In a separate announcement last week, the feds awarded a contract for emergency towing vessels. the need for these vessels became apparent After several ships broke down in BC Waters, and were rescued by US based Tugs, the feds have awarded a contract to Atlantic towing to provide 2 emergency towing vessels in BC waters for the next 3 years. Word is Atlantic Eagle and Atlantic Raven will be the ships stationed on the west coast.
The 3 consortiums that submitted bids for the CSC had their final Submissions due last Friday on the 20th. this final submission allowed them to clean up and clarify portions of the submissions based on feedback from the federal government and Irving.
The Three Bidders Are:
Canada’s Combat Ship Team – composed of Lockheed Martin, BAE Systems and CAE, MDA, L3 Technologies, and Ultra Electronics – submitted their proposal based on the British Type 26 Global Combat Ship. the British are currently building this ship, though it is not yet in service.

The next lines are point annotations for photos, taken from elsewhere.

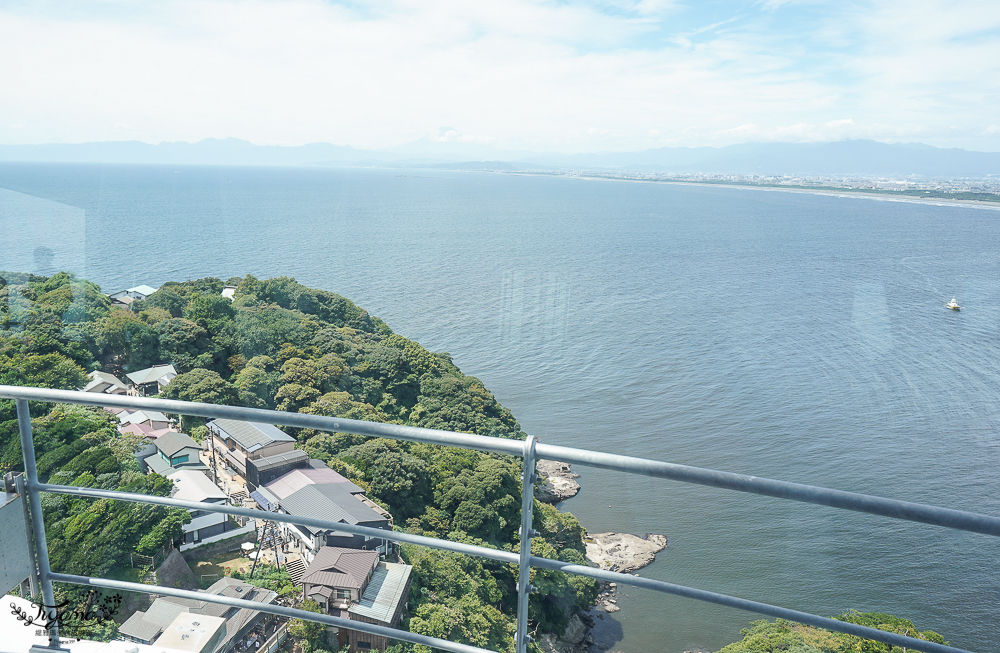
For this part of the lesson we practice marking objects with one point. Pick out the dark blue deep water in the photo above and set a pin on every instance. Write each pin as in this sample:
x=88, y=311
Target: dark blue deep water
x=795, y=336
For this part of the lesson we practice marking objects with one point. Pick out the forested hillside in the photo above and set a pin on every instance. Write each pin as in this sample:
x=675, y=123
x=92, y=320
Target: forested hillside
x=787, y=637
x=282, y=345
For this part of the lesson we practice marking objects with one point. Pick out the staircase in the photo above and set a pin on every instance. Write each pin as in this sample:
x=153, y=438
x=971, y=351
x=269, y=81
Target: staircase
x=296, y=568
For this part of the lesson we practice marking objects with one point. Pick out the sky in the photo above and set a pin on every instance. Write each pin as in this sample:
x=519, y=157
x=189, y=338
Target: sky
x=538, y=75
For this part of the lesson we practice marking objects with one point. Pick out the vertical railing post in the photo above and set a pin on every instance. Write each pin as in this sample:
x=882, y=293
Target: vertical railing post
x=524, y=588
x=33, y=589
x=37, y=523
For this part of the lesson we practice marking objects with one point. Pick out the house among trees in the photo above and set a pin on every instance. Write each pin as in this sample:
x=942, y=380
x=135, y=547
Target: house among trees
x=265, y=470
x=171, y=452
x=356, y=585
x=324, y=494
x=139, y=292
x=146, y=627
x=152, y=379
x=148, y=424
x=126, y=297
x=240, y=441
x=105, y=383
x=190, y=485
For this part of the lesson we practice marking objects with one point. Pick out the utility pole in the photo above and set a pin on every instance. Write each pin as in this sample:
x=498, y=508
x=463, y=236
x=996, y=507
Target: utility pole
x=211, y=446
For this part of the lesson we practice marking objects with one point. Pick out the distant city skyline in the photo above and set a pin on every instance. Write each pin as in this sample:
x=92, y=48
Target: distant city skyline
x=613, y=75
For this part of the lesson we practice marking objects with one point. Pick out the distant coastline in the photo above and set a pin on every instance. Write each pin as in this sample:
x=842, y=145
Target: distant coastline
x=899, y=196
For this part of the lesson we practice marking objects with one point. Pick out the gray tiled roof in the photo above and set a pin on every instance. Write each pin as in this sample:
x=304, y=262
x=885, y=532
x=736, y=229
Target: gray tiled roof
x=194, y=486
x=172, y=442
x=329, y=501
x=279, y=459
x=151, y=374
x=251, y=435
x=146, y=625
x=385, y=591
x=158, y=465
x=165, y=609
x=338, y=567
x=296, y=479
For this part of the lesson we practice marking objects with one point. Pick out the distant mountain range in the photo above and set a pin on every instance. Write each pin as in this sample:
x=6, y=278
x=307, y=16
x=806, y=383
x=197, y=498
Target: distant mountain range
x=854, y=157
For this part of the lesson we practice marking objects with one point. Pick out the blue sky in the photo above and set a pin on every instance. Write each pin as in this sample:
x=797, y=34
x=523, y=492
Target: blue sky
x=515, y=74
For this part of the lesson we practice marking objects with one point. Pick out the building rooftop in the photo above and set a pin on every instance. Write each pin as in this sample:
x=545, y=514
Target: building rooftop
x=140, y=416
x=98, y=379
x=151, y=374
x=165, y=609
x=338, y=567
x=277, y=460
x=193, y=632
x=265, y=499
x=296, y=479
x=171, y=443
x=250, y=435
x=194, y=486
x=384, y=593
x=330, y=501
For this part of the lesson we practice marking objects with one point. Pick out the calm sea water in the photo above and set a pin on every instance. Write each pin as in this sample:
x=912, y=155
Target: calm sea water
x=794, y=336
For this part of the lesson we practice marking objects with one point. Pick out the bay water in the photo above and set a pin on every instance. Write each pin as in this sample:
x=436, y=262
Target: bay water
x=789, y=335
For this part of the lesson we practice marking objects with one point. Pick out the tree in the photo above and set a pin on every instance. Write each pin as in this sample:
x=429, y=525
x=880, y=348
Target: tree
x=309, y=633
x=185, y=343
x=210, y=312
x=202, y=386
x=164, y=298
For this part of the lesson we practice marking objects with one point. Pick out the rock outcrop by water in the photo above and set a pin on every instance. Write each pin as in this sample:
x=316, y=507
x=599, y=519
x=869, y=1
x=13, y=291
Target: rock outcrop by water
x=558, y=484
x=623, y=552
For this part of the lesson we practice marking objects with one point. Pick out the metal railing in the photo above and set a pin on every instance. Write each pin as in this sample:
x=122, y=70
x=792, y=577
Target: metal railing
x=530, y=450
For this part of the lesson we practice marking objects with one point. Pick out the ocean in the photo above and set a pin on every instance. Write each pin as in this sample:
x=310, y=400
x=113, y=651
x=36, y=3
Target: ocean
x=788, y=335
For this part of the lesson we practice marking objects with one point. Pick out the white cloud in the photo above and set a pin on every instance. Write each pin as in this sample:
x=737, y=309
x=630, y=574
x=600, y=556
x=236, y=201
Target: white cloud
x=517, y=73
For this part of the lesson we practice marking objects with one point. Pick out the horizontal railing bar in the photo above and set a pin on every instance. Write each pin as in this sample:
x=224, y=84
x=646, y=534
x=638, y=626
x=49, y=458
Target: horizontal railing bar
x=918, y=512
x=298, y=420
x=949, y=518
x=745, y=604
x=512, y=558
x=396, y=536
x=329, y=620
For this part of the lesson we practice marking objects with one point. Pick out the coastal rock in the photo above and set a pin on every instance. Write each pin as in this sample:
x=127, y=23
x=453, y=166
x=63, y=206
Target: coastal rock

Alion Science and Technology-led team with a proposal based on the De Zeven Provinciën Air Defence and Command frigate which is in service with the Dutch Navy. The combat system solution is based on the world-class capabilities of ATLAS-Elektronik and Hensoldt Sensors
The third bidder is Spanish Navantia with its F-105 frigate design. The company will partner with Saab and CEA Technologies to deliver the ships should it be selected. The F-105 is a variation of the Spanish Álvaro de Bazán-class frigates and is the basis for the Norwegian Fridtjof Nansen class, and the under construction Australian Hobart Class. The ships use the American Ageis system. Their CSC Proposal is fitted with a 127mm main gun by Leonardo, a CEAFAR2 radar by CEA, 2x RAM launchers by Raytheon, 2x 35mm Millenium CIWS guns by Rheinmetall, 48x VLS and 8x RBS-15 Mk3 anti-ship missiles by Saab
HMCS Ville de Quebec is scheduled to Sail from the Dockyard at 10 am tomorrow for the Mediterranean to Join Nato’s SNMG1 group. This trip is notable as it will be the first operational deployment for a Cyclone Helicopter.